Parmi les actions envisagées, nous pouvons citer notamment l'amélioration de la qualité de vie par l'amélioration du logement (rénovation énergétique, adaptation du parc aux attentes), des services proposés (notamment santé), de la mobilité (nouveaux services de mobilité locale, vélo, ponctualité des trains), de l'éducation (avec les lycées et campus numériques), de l'accès à la culture et au sport.

La stratégie proposée est donc de s’appuyer sur ce tissu de villes pour attirer les populations et les talents en faisant de la qualité de vie un facteur majeur de développement. Il y a de plus en plus convergence entre la dynamique productive et la qualité résidentielle qu’offre un territoire. De même, les entreprises iront là où les salariés ont envie de vivre.

A titre d’exemples concrets, la Région s’est engagée en faveur de leur aménagement et de leur redynamisation, en soutenant, à hauteur de plus de 55 M€ depuis 2016, pas moins de 260 projets de requalification de centre-bourgs, sans compter une cinquantaine de projets pour rénover plus de 200 logements locatifs dans les centres-villes qui souffrent de forts taux de logements vacants.
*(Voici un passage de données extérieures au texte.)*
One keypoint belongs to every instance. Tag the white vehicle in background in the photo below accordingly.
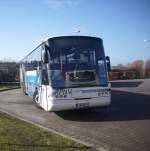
(67, 72)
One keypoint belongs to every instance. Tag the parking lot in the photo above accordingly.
(124, 126)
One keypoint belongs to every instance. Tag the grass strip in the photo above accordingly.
(17, 135)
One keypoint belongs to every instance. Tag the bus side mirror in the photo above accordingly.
(108, 63)
(46, 57)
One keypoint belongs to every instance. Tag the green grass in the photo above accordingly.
(17, 135)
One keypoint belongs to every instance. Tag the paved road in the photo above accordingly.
(126, 126)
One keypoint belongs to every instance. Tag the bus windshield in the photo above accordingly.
(73, 63)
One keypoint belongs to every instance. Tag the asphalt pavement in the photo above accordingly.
(124, 126)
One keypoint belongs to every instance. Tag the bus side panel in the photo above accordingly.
(31, 82)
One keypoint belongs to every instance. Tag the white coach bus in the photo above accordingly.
(67, 72)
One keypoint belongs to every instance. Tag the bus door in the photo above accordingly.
(43, 88)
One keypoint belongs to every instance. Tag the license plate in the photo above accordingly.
(82, 105)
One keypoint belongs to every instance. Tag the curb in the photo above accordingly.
(9, 89)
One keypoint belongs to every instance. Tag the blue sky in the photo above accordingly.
(123, 25)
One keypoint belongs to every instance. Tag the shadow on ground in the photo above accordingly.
(128, 84)
(125, 106)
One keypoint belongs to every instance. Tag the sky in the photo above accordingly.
(124, 25)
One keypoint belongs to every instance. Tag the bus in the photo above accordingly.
(66, 73)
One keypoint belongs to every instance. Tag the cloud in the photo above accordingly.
(57, 4)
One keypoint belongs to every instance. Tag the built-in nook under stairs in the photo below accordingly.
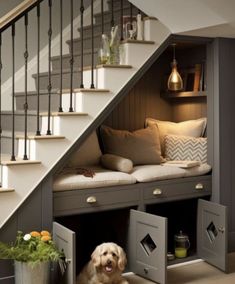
(36, 133)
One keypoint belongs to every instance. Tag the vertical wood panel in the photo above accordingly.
(144, 100)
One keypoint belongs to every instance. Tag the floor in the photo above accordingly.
(200, 272)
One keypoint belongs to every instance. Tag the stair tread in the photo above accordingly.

Cette redynamisation des centre-bourgs et des centres-villes passe aussi par des investissements ciblés permettant l’accueil de davantage de professionnels de santé par la construction de Maisons de Santé pour atteindre un réseau de 150 en Normandie. Là où les villes moyennes et les petites villes sont traversées par le train, la Région a financé la création de pôles d’échanges multimodaux autour des gares.

La Région propose aussi un accompagnement des intercommunalités qui le souhaitent en cofinançant des projets immobiliers d’entreprises (plus de 70 projets accompagnés depuis 2018) et des projets de foncier économique portés par les territoires portant sur la création, extension et requalification de zones d’activités, l’aménagement de bâtiments locatifs à destination des entreprises et la création de tiers-lieux. Des liaisons routières et ferroviaires adaptées sont aussi des facteurs clés du caractère attractif d’une ville.

La Normandie est non seulement une place forte de l’industrie en France. Néanmoins, au-delà des chiffres en matière de PIB et d’emplois qui la place comme première Région industrielle française, notre industrie fait partie intégrante de notre identité économique.

L’industrie normande est une donc un atout, doit être soutenue mais doit aussi se métamorphoser. La grande force de la Normandie est sa capacité à se réinventer sans renier ses fondamentaux. C’est bien la conduite de cette nouvelle donne industrielle qu’il convient, avec l’ensemble des acteurs régionaux, d’accélérer en accompagnant, toujours davantage, les transitions numériques, énergétiques et écologiques des entreprises et des territoires. Cette transition doit être faite de façon maitrisée et représente une opportunité pour la compétitivité de nos entreprises.

La Région Normandie a donc très tôt engagé une politique de soutien aux entreprises industrielles sur plusieurs axes. Cette stratégie s’appuie par exemple sur (i) un soutien aux transitions numériques à travers son plan Industrie du futur et les centaines de diagnostics déployés en faveur des entreprises désirant s’engager dans une telle démarche ; (ii)  une aide à la structuration des écosystèmes industriels en s’appuyant sur les organisations professionnelles et en initiant, le cas échant, le regroupement d’entreprises sous forme de « Clubs » tels que le « Club ETI Normandie » ; (iii) des soutiens financiers importants dans les investissements nécessaires à la mise en œuvre d’une transformation de l’outil industriel (qu’il s’agissent de haut de bilan ou de bas de bilan), (iv) l’identification ainsi que la structuration d’une offre foncière industrielle. Une industrie normande dynamique et restant sur ses bases mais se transformant pour mieux intégrer à l’échelle régionale des enjeux globaux en matière environnementale et d’émission carbone représenterait un marqueur important d’une Région à vivre. Cela participe aussi à une qualité de vie renforcée et donc à  une attractivité accrue. Plusieurs propositions du programme de la liste que je mène vont en ce sens. La création d’un fond carbone, un grand plan RSE en faveur des entreprises et des fonds d’investissement thématiques (voire « à impact ») sont envisagés.